Typically, the fourth quarter of the year is one of the strongest for Netflix, with earnings in that period beating market consensus in 2011 to 2015. This often helps the stock rally and if history is anything to go by, this could help the stock, according to analysts, particularly as the company is continuing to push aggressively into new markets and ramping up content spend.
In January, Netflix announced it was available in 190 countries, and recently announced its intention to spend $6 billion on content next year. It also became the top grossing app on Apple's iPhone this month and introduced an offline mode to boost the attractiveness of its mobile offering.
There has been some concern that Netflix will struggle to grow its domestic subscriber base, but the video streaming service topped analyst estimates in its latest third-quarter earnings to help absolve some of those fears.

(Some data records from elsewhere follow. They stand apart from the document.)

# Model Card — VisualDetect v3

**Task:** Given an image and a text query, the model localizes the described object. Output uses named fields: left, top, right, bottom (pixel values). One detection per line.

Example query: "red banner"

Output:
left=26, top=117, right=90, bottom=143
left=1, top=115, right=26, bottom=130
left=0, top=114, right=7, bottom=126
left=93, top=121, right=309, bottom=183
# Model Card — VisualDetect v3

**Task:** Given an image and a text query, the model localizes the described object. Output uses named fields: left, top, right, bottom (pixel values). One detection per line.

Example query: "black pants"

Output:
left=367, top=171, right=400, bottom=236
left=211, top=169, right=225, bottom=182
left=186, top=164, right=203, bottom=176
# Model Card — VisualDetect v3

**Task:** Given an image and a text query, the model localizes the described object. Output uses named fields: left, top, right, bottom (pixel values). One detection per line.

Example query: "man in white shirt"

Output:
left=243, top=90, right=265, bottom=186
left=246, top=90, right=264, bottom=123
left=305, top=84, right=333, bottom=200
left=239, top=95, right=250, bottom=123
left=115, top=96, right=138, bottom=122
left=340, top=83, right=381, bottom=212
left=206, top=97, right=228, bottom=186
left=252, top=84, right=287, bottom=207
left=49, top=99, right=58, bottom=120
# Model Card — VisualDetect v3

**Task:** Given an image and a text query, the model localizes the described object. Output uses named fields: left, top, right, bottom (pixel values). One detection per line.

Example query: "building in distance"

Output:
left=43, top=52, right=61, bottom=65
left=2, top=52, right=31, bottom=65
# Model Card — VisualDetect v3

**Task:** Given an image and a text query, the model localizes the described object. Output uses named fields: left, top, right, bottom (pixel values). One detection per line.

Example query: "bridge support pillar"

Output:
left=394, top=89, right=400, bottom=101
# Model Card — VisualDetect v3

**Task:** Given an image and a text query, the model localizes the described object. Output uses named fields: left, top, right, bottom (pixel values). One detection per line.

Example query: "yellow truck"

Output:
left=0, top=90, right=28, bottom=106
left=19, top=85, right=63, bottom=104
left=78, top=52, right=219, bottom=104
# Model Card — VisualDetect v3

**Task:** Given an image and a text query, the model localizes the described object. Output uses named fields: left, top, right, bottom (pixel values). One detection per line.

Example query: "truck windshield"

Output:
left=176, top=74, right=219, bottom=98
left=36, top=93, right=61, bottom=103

Still, the factors that could help Netflix find more growth are also areas which could hold Netflix back.
"I think the competitive environment is getting very stiff, Amazon is investing heavily in original content … Netlfix has been lucky to have the string of hits but you have players with deep pockets and the potential to outbid Netflix for some content. That is the concern we have on Netflix," Neil Doshi, senior analyst at Mizuho Securities, told CNBC by phone.
"They haven't really shown much in the way of some of the new countries like Japan and India, these are very big markets and our concern if you can't get these right, it could limit the total addressable market."